The introduction of more Hystrix see: https://segmentfault.com/a/1190000005988895

3. The hotspot data set fails

3.1 What is hotspot Data Set Failure?

We generally set an expiration time for the cache. After the expiration time, the database will be directly deleted by the cache, so as to ensure the real-time performance of data to a certain extent.

However, for some hot data with high volume of requests, once the validity period expires, a large number of requests will fall on the database, which may lead to database crash. The process is shown in the figure below:

If a hotspot data fails, the database will be queried when there is another query request [REQ-1] for this data. However, between the time the request is sent to the database and the time the data is updated to the cache, any query requests that arrive during this time will fall on the database because the data is still not in the cache, which will cause a great deal of strain on the database. In addition, the cache is repeatedly updated as these request queries are completed.

3.2 Solutions

3.2.1 the mutex

We can use the locking mechanism of the cache to lock the data in the cache when the first database query request is made. At this time, other query requests that reach the cache cannot query this field and are blocked waiting. When the first request completes the database query and the data is cached with updated values, the lock is released; Other blocked query requests will be able to retrieve the data directly from the cache.

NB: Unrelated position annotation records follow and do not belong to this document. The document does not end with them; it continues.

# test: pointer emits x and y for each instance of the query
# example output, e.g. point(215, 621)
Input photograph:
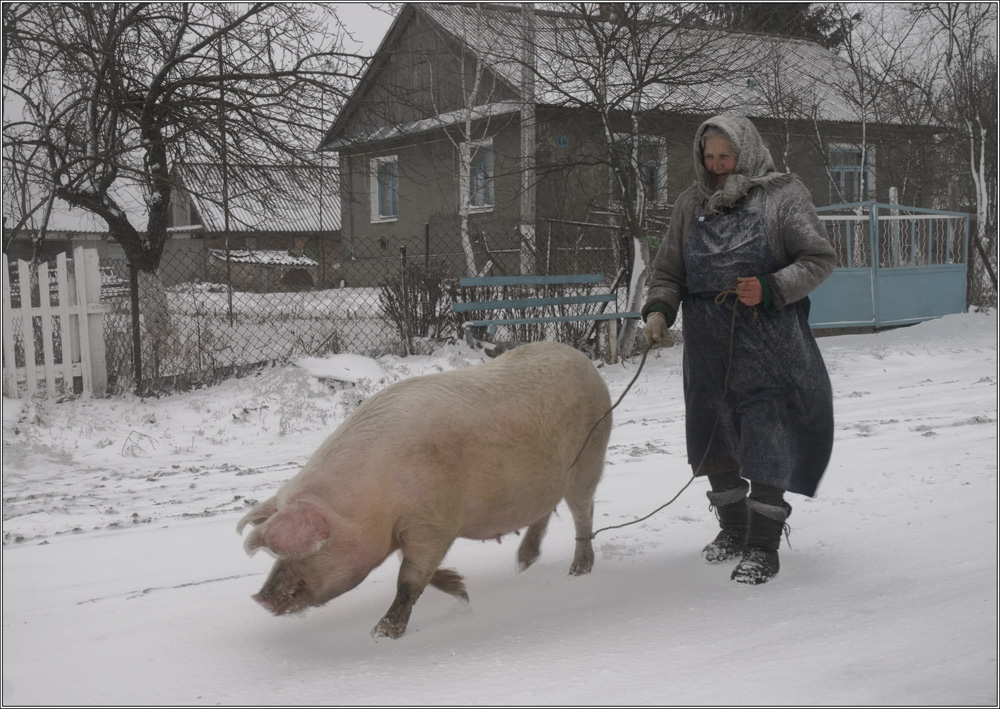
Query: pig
point(475, 453)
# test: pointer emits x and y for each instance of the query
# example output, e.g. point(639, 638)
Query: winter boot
point(731, 510)
point(760, 555)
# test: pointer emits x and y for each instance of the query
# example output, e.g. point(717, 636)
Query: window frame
point(465, 181)
point(375, 191)
point(863, 173)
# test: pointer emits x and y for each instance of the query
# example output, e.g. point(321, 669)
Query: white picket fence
point(60, 338)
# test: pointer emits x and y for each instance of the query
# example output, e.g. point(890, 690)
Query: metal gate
point(895, 265)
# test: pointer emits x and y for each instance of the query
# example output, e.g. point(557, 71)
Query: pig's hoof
point(385, 629)
point(583, 564)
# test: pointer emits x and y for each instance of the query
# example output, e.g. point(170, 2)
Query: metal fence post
point(136, 329)
point(407, 330)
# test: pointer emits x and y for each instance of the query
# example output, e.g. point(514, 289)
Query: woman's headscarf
point(754, 165)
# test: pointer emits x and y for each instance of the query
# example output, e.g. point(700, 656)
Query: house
point(282, 230)
point(447, 135)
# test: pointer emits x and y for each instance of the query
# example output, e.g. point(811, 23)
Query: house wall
point(424, 73)
point(429, 197)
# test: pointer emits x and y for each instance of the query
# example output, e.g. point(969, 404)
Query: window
point(481, 176)
point(852, 181)
point(385, 188)
point(651, 169)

When a hotspot data fails, only the first query request is sent to the database, and all other query requests are blocked, protecting the database. However, because of the mutex, other requests will block the wait, and the throughput of the system will decrease. This needs to be considered in the context of the actual business.

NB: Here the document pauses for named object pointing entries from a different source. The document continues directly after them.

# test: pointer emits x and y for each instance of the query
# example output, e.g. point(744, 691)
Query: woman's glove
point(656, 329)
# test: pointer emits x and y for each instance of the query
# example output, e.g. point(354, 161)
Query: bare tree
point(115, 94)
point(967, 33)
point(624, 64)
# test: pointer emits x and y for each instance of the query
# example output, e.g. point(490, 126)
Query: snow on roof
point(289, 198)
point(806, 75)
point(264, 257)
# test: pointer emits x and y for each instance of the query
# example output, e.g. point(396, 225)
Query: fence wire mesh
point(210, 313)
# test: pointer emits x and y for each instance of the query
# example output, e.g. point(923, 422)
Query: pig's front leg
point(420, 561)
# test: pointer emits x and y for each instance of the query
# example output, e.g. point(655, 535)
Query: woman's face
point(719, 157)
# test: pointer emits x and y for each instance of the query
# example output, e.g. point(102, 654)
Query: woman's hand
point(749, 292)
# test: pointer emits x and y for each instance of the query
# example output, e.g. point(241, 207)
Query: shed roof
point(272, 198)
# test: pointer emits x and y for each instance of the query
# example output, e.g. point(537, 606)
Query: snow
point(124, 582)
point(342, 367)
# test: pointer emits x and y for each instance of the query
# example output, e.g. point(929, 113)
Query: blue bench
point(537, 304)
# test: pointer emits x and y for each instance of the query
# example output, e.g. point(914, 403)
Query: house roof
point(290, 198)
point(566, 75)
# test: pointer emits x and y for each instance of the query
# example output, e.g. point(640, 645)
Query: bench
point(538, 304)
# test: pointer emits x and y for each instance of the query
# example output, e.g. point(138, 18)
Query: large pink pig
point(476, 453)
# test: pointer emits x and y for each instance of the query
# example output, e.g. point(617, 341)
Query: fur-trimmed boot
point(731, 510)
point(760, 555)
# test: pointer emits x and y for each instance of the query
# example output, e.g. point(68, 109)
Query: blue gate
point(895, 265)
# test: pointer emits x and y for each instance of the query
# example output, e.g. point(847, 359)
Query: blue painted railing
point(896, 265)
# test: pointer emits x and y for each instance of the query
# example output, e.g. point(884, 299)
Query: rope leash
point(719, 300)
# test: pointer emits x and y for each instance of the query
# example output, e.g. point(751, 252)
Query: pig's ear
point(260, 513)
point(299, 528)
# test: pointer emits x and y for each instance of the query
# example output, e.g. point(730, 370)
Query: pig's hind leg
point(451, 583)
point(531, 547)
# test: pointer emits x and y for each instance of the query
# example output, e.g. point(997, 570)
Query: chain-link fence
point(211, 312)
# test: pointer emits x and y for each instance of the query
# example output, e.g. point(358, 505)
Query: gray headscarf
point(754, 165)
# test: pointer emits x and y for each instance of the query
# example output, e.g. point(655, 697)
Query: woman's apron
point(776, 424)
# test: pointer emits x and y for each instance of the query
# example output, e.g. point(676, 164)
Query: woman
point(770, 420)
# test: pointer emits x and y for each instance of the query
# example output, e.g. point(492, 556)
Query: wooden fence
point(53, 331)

The mutex prevents the database from crashing due to the failure of a single hotspot data. In actual services, a batch of hotspot data may fail simultaneously. So how do you prevent database overloads in this scenario?

3.3.2 Set different failure times

When we store these data in the cache, we can stagger their cache expiration dates. This avoids simultaneous failures. For example, add/subtract a random number from a base time to stagger the expiration times of these caches.